Jejak Langkah

Selasa, 03 Maret 2020

KH. MOH. IDRIS JAUHARI DAN KERANDA YANG MENJADI REBUTAN

Oleh Moh. Ghufron Cholid

28 Juni 2012 adalah detak waktu yang mampu menggenangkan airmata. Betapa tidak, hari itu adalah hari wafatnya Kiai Idris. Seorang Kiai Kharismatik dan Konseptor Ulung Pendidikan yang pernah dimiliki Al-Amien Prenduan.

Wafatnya Kiai Idris menyisakan duka mendalam dan banyak yang merasa kehilangan sosok ulama satu ini.

Ada yang begitu mendebarkan yakni manakala keranda Kiai Idris menjadi rebutan untuk dibawa ke Masjid Jamik Al-Amien.

Tak terjumlah orang yang rela berdesakan. Rela tak mengenakan sandal. Meninggalkan sandal mahalnya sekedar berebut mengantar keranda kiai ke masjid.

Tak terhitung pula berapa tangan dan tubuh yang terpental jauh. Tak bisa menyentuh keranda kiai meski jarak terjauh.

Saya tak hanya sebagai penonton juga termasuk orang yang terpental. Tak sempat menyentuh keranda kiai padahal tinggal mengangkat tangan sedikit lagi. Betapa berdesakan.

Mulai dari kediaman sampai masjid banyak yang harus menelan kecewa karena tidak kebagian mengantarkan keranda kiai.

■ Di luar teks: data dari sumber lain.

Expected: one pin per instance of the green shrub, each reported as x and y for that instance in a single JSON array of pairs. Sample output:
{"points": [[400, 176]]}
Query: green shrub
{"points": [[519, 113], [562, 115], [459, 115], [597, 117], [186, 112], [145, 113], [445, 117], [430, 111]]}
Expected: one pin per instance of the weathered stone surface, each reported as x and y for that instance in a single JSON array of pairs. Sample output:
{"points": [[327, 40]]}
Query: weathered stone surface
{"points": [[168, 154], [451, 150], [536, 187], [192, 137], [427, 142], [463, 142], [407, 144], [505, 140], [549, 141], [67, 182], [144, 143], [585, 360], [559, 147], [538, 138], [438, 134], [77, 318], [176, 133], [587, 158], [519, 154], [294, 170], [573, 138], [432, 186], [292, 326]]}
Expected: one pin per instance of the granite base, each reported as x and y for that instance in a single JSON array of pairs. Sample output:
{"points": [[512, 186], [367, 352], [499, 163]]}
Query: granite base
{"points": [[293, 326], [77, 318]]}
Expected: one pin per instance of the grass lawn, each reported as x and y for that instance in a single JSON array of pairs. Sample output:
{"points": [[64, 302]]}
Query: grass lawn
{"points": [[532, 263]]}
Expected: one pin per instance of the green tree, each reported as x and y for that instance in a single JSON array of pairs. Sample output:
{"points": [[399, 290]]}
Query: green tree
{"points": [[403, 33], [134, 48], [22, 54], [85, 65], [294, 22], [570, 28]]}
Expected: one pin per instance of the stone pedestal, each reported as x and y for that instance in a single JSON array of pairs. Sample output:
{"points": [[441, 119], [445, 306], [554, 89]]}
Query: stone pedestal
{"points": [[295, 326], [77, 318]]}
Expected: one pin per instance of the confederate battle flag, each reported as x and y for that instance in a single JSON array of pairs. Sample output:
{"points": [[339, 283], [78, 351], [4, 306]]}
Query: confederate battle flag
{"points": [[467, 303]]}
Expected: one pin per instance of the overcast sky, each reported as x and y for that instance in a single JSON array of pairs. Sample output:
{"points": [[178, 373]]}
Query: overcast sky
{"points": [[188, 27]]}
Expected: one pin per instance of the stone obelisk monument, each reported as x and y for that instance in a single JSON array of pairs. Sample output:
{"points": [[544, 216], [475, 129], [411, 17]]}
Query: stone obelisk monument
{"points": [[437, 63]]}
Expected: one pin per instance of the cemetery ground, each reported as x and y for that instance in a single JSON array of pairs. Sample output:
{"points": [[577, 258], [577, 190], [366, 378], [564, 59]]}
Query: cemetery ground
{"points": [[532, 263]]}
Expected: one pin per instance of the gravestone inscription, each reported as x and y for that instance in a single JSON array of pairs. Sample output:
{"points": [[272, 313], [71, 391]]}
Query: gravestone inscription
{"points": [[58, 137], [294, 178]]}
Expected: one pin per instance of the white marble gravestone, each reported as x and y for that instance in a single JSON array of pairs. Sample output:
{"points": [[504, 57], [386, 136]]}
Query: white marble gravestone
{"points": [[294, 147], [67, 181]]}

Kala itu sangat banyak. Tak terjumlah berapa banyak yang hadir. Semua tempat tampak sesak.

Alangkah menggetarkan kematian seorang ulama pilihan Allah. Serasa belum lengkap rasanya bagi saya jika hadir ke acara pemakan Kiai Idris tanpa pernah mampu menyentuh keranda. Ketika di depan masjid saya terpental jauh. Jangankan sekedar menyentuh berada di dekat keranda kiaipun saya tak bisa.

Kala itupun saya bernazar jika memang saya termasuk murid beliau sayapun bisa menyentuh bahkan bisa mencium keranda beliau.

Selang beberapa waktu. Tepatnya setelah Kiai Idris disholati semacam ada sebuah keajaiban, saya semacam menemukan jalan termudah mendekati keranda kiai. Saya bisa menyentuh sekaligus mencium keranda kiai.

Jika menyaksikan banyaknya manusia rasanya sangat mustahil namun tak ada yang mustahil jika Allah berkehendak. Barangkali itulah yang terus bergema di kedalaman bathin saya.

Ternyata Kiai Idris tak hanya dicintai ketika hidup bahkan setelah tiada kecintaan itu semakin bergema.